Why do non-orthogonal basis functions encode 'redundant' information in transforms?

I'm currently learning about wavelets and keep running into this idea of redundancy involved with the continuous wavelet transform. What I have gathered so far is that there is some 'commonality' between the wavelets in the continuous wavelet transform. Thus, by doing the full transform, you actually collect redundant information.

However, I'm not sure if I fully understand this. Why is it that there was never this topic of redundancy when doing the fourier transform? Well I will guess that the answer to that is due to the fact that all sinusoidal functions of different frequencies are orthogonal to one another. Thus when you do the fourier transform, you don't encode redundant information.

So I've concluded that by having orthogonal functions, there becomes no redundancy of encoding information regarding the signal. However, I'm looking for an 'Explain Like I'm Five' type explanation of why orthogonal basis functions remove redundancy.

For some reason I have a feeling that the entire concept could be explained in 2D space using the concept of projections.. but i'll wait to see.


Listen to your gut.

Let’s look at a pair of linearly independent unit vectors $\mathbf u$ and $\mathbf v$ in $\mathbb R^2$. (They don’t really have to be unit vectors, but omitting all of the normalization factors that would otherwise be necessary reduces clutter.)

enter image description here

If $\mathbf v$ is not orthogonal to $\mathbf u$, then they overlap: there’s a component of $\mathbf v$ that’s parallel to $\mathbf u$, i.e., $\mathbf v$ contains a redundant non-zero scalar multiple of $\mathbf u$. Similarly, $\mathbf u$ has a redundant $\mathbf v$-component.

If we have an orthonormal basis $(\mathbf u,\mathbf v)$ of $\mathbb R^2$, we can express a vector $\mathbf w$ as a linear combination of the basis vectors via orthogonal projection: $$\mathbf w=\pi_{\mathbf u}\mathbf w+\pi_{\mathbf v}\mathbf w=(\mathbf u\cdot\mathbf w)\mathbf u+(\mathbf v\cdot\mathbf w)\mathbf v.$$ If we try to do this with non-orthogonal basis vectors, however, it doesn’t work.

enter image description here

The problem is that those overlaps between $\mathbf u$ and $\mathbf v$ are overcounted when we add up the individual projections.

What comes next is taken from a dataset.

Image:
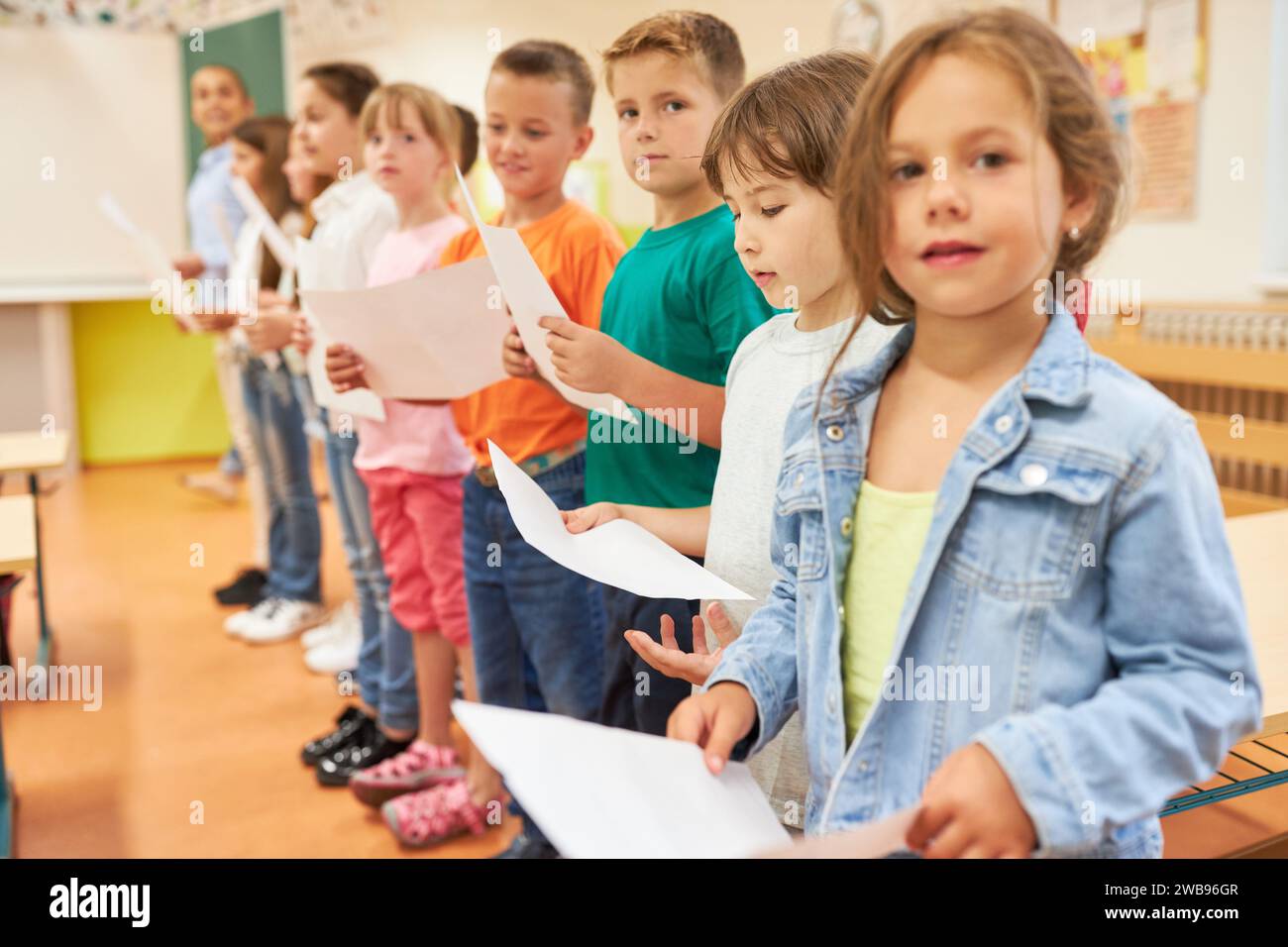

The red vector in the above diagram is the redundant contribution of the orthogonal projection onto $\mathbf v$, and the blue is a redundant contribution from projection onto $\mathbf u$.

The same thing occurs when the vectors are functions instead of elements of $\mathbb R^2$. If the basis vectors aren’t orthogonal, then they overlap to some degree and individual orthogonal projections onto them contribute redundant elements to the sum.

The Gram-Schmidt process finds and eliminates such redundancies among a set of vectors. Another way to eliminate them is to change the direction of projection so that it’s parallel to the other basis vector. In higher-dimensional spaces, that can be generalized to projecting parallel to the given basis vector onto its complement and then subtracting that projection from the original vector, but that’s pretty much what you do when applying the Gram-Schmidt process.


To give a more functional analytic answer to compliment @amd's (excellent) answer, the reason that orthogonal decompositions do not encode redundant information is because of Parseval's identity which is given by $$ \lvert\lvert f \rvert\rvert^{2}= \sum^{\infty}_{i=1}\lvert \langle f,g_{n} \rangle \rvert^{2}$$ and basically means that taking an inner product of a function with an orthogonal basis preserves the energy of a function (i.e. $L^{2}$-norm). It is easy to conclude that orthgonality is always better but this is not always true as sometimes, we can achieve a generalization of Parseval's identity via something called a "frame". We say that a sequence of functions $g_{n}(x)$ satisfy the frame condition if $$ A\lvert\lvert f \rvert\rvert^{2} \leq \sum^{\infty}_{i=1}\lvert \langle f,g_{n} \rangle \rvert^{2} \leq B\lvert\lvert f \rvert\rvert^{2} $$ and this allows us to relax the orthogonality requirement for $g_{n}$. These types of decompositions are particularly important in wavelet analysis, where frames are often much easier to work with than orthonormal bases, especially in industry settings.


A third aspect (which often is just as important in practice) is that the space of functions you analyze (for a particular application) is likely to be a rather small subset of the set of all possible functions which is what a basis (or frame) ensures us to be able to represent. And the functions you won't encounter you will not need designing your wavelets for.